Faculty of Science, University of Zagreb, 10000, Zagreb, Croatia.
Algebra University College, Ilica 242, 10000, Zagreb, Croatia.
Sci Rep. 2019 Sep 2;9(1):12629. doi: 10.1038/s41598-019-49022-2.
The centromere is important for segregation of chromosomes during cell division in eukaryotes. Its destabilization results in chromosomal missegregation, aneuploidy, hallmarks of cancers and birth defects. In primate genomes centromeres contain tandem repeats of ~171 bp alpha satellite DNA, commonly organized into higher order repeats (HORs). In spite of crucial importance, satellites have been understudied because of gaps in sequencing - genomic "black holes". Bioinformatical studies of genomic sequences open possibilities to revolutionize understanding of repetitive DNA datasets. Here, using robust (Global Repeat Map) algorithm we identified in hg38 sequence of human chromosome 21 complete ensemble of alpha satellite HORs with six long repeat units (≥20 mers), five of them novel. Novel 33mer HOR has the longest HOR unit identified so far among all somatic chromosomes and novel 23mer reverse HOR is distant far from the centromere. Also, we discovered that for hg38 assembly the 33mer sequences in chromosomes 21, 13, 14, and 22 are 100% identical but nearby gaps are present; that seems to require an additional more precise sequencing. Chromosome 21 is of significant interest for deciphering the molecular base of Down syndrome and of aneuploidies in general. Since the chromosome identifier probes are largely based on the detection of higher order alpha satellite repeats, distinctions between alpha satellite HORs in chromosomes 21 and 13 here identified might lead to a unique chromosome 21 probe in molecular cytogenetics, which would find utility in diagnostics. It is expected that its complete sequence analysis will have profound implications for understanding pathogenesis of diseases and development of new therapeutic approaches.

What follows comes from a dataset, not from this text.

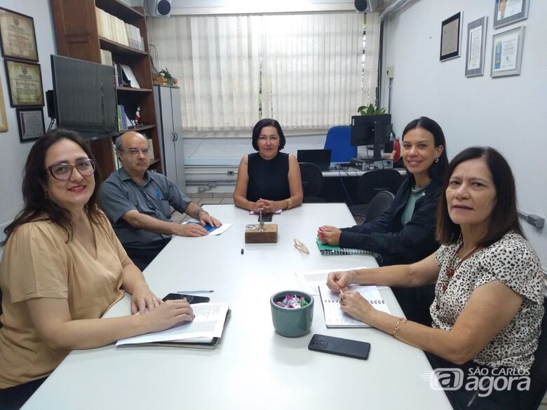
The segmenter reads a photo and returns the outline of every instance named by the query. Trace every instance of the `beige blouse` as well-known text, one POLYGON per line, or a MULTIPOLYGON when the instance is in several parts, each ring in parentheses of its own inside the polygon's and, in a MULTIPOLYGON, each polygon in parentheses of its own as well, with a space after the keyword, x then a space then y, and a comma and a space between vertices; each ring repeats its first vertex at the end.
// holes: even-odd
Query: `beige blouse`
POLYGON ((29 222, 10 236, 0 264, 4 313, 0 317, 0 388, 48 376, 69 353, 40 339, 25 303, 32 298, 68 301, 73 320, 100 317, 123 296, 127 257, 104 214, 92 224, 97 259, 49 221, 29 222))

着丝粒对于真核生物细胞分裂过程中染色体的分离非常重要。其不稳定性会导致染色体错误分离、非整倍体,这也是癌症和出生缺陷的标志。在灵长类基因组中,着丝粒包含串联重复的约 171bpα卫星 DNA,通常组织成更高阶的重复(HORs)。尽管着丝粒非常重要,但由于测序中的空白(基因组“黑洞”),卫星一直未得到充分研究。对基因组序列的生物信息学研究为理解重复 DNA 数据集开辟了新的可能性。在这里,我们使用强大的(Global Repeat Map)算法,在 hg38 人类染色体 21 序列中识别出了完整的α卫星 HOR 集合,其中包含六个长重复单元(≥20 个核苷酸),其中五个是新的。新的 33mer HOR 是迄今为止在所有体细胞染色体中发现的最长的 HOR 单元,而新的 23mer 反向 HOR 则远离着丝粒。此外,我们还发现,对于 hg38 组装,染色体 21、13、14 和 22 中的 33mer 序列完全相同,但附近存在缺口;这似乎需要更精确的测序。染色体 21 对于解析唐氏综合征和一般的非整倍体的分子基础具有重要意义。由于染色体标识符探针主要基于高阶α卫星重复的检测,因此在此识别的染色体 21 和 13 之间的α卫星 HOR 之间的区别可能会导致分子细胞遗传学中独特的染色体 21 探针,这在诊断中会有实际应用。预计其完整序列分析将对理解疾病的发病机制和开发新的治疗方法产生深远影响。